Monday, January 24, 2005

"God's Politics"?

Lately, Jim Wallis and his book "God's Politics" have been getting a lot of attention. He was on John Stewart last week, he's been making the rounds on all the Air America shows, he's been on lots of TV shows, etc. Basically, he's an evangelical Christian arguing that Christianity demands progressive, not conservative, politics. A nice idea, and one that's certainly more in line with my understanding of the Bible from back when I used to read it, and it certainly provides a needed counter-weight to the hegemony of the Christian Right in this country, but I'm still uneasy about a "Christian Left." Surely, throughout history, Christianity has served as a source of organization and inspiration for Left and Right alike, but, while I admit I haven't actually read Wallis' book, Katha Pollitt identifies several of the reasons I'm uneasy about this stuff in the book. For example:

...throughout God's Politics: "religion" and "faith" are usually synonyms for Christianity, and Christianity mostly means evangelical Protestantism. Evangelicals get most of the credit for everything good in US history, from women's suffrage to the civil rights movement. This would surprise skeptics like Elizabeth Cady Stanton, who spent her life battling scriptural arguments for male supremacy, and the secular Jews and leftists who made up so much of the civil rights movement's white base. And what about the opponents of women's rights and racial integration?
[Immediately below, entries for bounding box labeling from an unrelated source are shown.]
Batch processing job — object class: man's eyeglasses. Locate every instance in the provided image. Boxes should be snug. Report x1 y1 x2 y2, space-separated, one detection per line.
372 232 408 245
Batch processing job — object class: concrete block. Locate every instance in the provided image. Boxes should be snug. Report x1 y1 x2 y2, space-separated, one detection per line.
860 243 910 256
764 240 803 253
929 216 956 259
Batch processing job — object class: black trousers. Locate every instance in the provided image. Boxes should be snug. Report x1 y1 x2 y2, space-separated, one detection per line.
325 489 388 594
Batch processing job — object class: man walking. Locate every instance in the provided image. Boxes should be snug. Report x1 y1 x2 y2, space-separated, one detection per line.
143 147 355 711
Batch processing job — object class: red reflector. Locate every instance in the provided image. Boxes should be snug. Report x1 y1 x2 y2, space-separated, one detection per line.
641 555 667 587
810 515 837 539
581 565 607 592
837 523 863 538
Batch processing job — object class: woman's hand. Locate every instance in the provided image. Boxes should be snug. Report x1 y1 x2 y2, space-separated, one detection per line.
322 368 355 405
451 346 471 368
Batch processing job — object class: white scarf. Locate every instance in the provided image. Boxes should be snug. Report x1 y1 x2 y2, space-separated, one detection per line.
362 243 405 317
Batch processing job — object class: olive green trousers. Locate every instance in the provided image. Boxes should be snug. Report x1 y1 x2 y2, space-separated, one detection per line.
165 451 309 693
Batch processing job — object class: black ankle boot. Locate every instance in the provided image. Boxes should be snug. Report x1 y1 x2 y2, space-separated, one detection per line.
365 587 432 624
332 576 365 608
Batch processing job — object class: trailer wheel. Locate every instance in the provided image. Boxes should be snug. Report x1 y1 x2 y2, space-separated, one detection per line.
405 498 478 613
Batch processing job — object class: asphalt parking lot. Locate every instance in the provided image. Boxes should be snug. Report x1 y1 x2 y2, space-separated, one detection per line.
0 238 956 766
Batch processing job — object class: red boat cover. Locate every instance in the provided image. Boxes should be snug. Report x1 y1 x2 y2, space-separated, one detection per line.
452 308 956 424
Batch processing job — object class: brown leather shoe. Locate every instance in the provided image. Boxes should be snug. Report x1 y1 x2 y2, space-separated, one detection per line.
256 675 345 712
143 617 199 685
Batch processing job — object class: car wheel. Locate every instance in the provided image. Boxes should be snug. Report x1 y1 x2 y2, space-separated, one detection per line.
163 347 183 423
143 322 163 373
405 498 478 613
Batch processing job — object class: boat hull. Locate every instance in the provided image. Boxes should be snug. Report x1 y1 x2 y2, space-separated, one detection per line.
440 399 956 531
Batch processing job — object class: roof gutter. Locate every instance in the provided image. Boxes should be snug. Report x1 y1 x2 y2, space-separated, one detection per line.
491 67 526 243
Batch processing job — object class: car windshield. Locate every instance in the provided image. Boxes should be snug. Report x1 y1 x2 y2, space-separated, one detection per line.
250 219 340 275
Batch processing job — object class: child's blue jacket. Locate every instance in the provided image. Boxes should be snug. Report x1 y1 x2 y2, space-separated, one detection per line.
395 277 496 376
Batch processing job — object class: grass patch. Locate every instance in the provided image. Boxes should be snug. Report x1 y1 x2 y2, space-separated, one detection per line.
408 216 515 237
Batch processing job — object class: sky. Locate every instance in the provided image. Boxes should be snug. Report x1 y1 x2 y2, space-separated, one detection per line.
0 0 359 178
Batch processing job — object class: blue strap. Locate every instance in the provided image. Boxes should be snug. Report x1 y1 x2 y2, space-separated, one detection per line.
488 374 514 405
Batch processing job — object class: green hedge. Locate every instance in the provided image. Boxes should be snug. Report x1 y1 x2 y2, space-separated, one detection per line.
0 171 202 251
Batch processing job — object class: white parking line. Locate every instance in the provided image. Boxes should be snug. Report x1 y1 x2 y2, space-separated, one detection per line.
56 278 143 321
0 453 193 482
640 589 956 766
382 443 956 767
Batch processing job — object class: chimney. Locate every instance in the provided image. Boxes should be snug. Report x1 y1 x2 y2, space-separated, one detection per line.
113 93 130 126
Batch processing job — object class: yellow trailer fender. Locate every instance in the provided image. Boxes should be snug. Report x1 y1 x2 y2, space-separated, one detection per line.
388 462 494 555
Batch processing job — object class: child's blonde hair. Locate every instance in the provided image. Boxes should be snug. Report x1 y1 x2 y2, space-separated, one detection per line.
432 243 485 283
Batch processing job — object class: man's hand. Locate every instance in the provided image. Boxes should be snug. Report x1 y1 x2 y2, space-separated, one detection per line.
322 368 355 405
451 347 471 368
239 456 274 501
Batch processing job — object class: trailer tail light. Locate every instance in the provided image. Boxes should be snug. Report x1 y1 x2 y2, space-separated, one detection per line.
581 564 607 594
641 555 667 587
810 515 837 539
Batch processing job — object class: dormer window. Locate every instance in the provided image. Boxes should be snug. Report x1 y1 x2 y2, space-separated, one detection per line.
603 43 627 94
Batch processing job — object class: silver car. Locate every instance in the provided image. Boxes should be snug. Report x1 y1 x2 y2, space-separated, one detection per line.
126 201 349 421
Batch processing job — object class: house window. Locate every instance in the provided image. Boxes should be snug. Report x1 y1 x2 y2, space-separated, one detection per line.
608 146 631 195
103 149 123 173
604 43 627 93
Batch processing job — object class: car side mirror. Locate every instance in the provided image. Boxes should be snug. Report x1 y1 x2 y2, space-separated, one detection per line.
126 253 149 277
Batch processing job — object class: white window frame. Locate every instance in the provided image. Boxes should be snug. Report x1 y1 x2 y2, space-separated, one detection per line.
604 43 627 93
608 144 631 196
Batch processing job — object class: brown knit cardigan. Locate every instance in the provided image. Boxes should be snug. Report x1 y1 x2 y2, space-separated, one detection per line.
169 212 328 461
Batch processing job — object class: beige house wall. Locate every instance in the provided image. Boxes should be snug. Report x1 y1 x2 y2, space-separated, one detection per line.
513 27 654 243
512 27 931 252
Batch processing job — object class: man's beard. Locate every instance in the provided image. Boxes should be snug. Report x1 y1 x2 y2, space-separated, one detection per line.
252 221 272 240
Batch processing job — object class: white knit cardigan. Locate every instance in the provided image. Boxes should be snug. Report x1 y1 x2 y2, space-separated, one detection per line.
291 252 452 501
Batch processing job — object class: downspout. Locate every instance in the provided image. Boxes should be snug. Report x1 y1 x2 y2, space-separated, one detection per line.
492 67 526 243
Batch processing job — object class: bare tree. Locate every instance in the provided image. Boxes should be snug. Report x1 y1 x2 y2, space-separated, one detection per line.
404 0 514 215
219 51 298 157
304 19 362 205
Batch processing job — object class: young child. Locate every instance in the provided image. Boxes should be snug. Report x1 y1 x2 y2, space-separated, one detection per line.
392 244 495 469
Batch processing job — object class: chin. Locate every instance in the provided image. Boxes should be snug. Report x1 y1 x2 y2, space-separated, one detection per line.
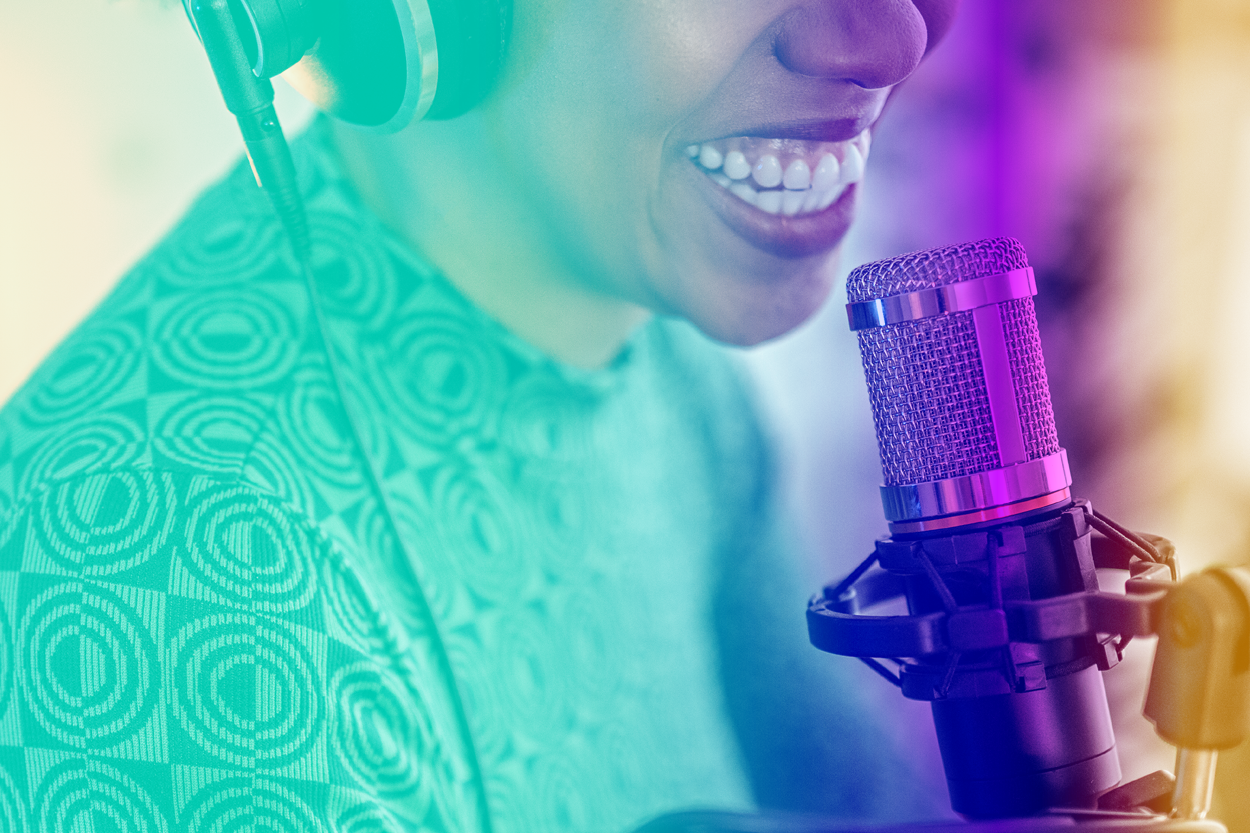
679 264 833 346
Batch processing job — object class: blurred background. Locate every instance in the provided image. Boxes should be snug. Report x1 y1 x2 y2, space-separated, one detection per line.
0 0 1250 833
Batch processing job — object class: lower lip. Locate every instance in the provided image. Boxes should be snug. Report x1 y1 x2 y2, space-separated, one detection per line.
683 160 859 259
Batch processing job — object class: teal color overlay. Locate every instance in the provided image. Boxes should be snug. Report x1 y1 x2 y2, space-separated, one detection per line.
0 125 940 833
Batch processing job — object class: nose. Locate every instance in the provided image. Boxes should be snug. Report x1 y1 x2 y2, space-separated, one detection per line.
774 0 928 90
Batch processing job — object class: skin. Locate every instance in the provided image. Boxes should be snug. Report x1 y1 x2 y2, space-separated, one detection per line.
336 0 958 366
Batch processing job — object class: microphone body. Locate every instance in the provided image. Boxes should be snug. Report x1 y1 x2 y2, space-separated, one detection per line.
809 239 1120 819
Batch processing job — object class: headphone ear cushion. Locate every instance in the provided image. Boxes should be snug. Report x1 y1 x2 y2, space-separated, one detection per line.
426 0 513 119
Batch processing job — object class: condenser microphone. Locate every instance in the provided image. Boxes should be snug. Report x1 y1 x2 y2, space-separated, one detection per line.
809 239 1135 819
846 239 1071 533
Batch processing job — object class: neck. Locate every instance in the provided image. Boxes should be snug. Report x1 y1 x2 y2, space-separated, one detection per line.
334 115 650 368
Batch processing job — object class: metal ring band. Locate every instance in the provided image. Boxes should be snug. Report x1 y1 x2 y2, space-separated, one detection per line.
846 266 1038 331
890 489 1073 535
881 449 1073 523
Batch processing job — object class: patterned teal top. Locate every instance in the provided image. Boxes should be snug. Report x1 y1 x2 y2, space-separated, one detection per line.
0 120 940 833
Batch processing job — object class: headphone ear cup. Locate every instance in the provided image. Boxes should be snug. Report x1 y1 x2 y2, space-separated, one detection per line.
283 0 513 133
426 0 513 119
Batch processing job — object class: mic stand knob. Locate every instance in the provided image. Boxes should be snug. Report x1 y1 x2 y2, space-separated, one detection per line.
1171 748 1216 819
1145 568 1250 820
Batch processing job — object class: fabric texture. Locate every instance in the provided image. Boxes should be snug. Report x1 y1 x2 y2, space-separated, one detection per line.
0 118 940 833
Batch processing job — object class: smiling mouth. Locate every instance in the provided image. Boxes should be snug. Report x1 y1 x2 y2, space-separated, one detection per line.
686 130 871 216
Weren't a lot of them evangelicals too? At times Wallis seems to be in a kind of denial: If it's wrong, it isn't truly evangelical, therefore evangelicalism is purely good. Today's robust evangelical right is the fault of--wait for it--"secular fundamentalists"! Blame it on the ACLU.
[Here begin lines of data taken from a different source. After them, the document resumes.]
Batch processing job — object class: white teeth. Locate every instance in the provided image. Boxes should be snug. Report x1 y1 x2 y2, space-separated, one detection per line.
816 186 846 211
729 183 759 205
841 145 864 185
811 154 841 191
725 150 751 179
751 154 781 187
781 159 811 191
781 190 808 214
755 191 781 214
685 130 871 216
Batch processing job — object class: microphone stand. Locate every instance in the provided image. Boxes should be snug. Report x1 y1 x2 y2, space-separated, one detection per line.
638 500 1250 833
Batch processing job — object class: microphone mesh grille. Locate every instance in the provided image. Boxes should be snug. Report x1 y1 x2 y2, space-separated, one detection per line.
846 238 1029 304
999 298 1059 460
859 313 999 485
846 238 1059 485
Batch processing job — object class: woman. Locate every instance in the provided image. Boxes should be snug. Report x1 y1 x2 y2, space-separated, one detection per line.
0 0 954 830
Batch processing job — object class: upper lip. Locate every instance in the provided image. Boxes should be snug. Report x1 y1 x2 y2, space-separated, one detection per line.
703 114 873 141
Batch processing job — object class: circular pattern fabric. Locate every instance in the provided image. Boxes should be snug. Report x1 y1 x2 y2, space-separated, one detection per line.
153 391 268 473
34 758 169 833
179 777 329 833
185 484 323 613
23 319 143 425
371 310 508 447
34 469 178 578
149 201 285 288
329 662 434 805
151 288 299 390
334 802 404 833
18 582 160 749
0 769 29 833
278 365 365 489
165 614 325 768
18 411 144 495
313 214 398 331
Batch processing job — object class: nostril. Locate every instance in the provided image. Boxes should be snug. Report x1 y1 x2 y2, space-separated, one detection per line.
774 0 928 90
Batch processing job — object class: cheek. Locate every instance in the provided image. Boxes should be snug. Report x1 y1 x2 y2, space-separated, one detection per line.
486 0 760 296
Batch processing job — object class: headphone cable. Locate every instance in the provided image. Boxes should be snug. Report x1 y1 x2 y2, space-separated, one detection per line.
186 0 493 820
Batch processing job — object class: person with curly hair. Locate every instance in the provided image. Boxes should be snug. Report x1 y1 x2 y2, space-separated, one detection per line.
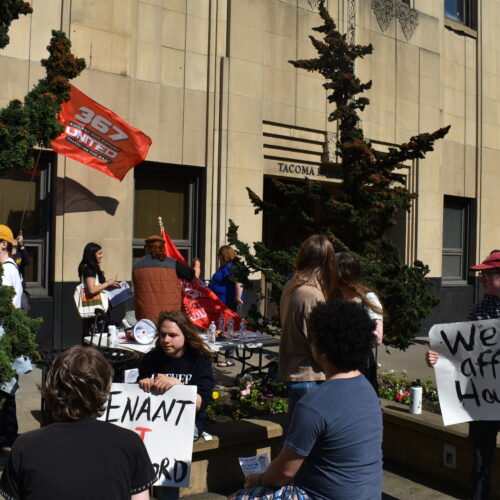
132 235 195 323
230 299 382 500
0 346 155 500
137 311 215 440
279 234 335 418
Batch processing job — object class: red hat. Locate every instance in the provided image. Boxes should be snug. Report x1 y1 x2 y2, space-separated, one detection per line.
144 235 164 245
469 252 500 271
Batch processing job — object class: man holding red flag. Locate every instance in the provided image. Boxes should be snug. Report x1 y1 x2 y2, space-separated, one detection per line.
132 236 194 323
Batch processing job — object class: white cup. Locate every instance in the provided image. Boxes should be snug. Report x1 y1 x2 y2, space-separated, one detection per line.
108 325 118 347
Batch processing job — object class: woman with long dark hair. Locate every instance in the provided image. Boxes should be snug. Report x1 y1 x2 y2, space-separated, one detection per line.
138 311 215 439
210 245 243 367
78 242 120 339
333 252 384 391
279 234 335 417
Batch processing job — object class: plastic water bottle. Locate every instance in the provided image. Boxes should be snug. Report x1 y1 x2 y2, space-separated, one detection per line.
217 313 226 332
240 319 247 340
410 379 422 415
227 317 234 336
208 321 217 344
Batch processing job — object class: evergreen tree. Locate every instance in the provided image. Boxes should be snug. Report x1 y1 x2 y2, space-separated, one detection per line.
228 2 450 349
0 4 85 383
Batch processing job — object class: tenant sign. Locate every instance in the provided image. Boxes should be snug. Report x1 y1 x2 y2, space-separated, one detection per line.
100 384 196 487
429 319 500 425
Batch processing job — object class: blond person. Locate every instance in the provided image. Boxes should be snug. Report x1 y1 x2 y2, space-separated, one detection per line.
279 234 335 417
0 346 155 500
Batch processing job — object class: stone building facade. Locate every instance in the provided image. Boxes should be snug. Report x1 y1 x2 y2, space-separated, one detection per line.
0 0 492 347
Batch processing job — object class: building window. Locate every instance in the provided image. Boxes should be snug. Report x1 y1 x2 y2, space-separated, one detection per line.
0 151 55 294
442 197 470 284
444 0 477 30
133 163 200 263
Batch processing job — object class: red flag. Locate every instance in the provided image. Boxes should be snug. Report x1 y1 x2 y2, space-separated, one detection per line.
52 85 151 181
162 230 242 330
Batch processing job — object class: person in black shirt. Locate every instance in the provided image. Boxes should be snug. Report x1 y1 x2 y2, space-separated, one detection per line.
138 311 215 440
78 243 120 343
10 231 31 280
0 346 155 500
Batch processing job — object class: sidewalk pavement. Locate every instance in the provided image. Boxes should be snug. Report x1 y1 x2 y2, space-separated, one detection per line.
6 338 464 500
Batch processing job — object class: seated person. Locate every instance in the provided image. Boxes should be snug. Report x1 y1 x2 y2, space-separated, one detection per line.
229 299 382 500
137 311 215 440
0 346 155 500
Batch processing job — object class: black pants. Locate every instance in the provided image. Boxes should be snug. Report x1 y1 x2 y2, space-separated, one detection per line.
0 391 18 446
469 420 500 500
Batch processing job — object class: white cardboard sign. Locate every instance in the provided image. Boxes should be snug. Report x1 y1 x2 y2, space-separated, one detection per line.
429 319 500 425
100 384 196 487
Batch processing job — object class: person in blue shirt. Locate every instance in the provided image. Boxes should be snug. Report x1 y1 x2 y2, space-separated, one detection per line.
209 245 243 367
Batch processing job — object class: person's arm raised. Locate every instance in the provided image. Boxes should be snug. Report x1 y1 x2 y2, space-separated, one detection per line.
130 490 150 500
425 349 439 368
245 446 305 488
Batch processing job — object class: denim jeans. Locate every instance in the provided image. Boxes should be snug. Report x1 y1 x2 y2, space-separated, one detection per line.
287 380 323 422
Wallis's God calls on Christians to fight racism, poverty, war and violence--what's wrong with mustering support for these worthy goals by presenting them in the language spoken by so many Americans? The trouble is, the other side does that too. You can find anything you want in the Bible--well, almost anything. Thus, the more insistently people bring Christianity into politics, the more political argument becomes a matter of Christian hermeneutics.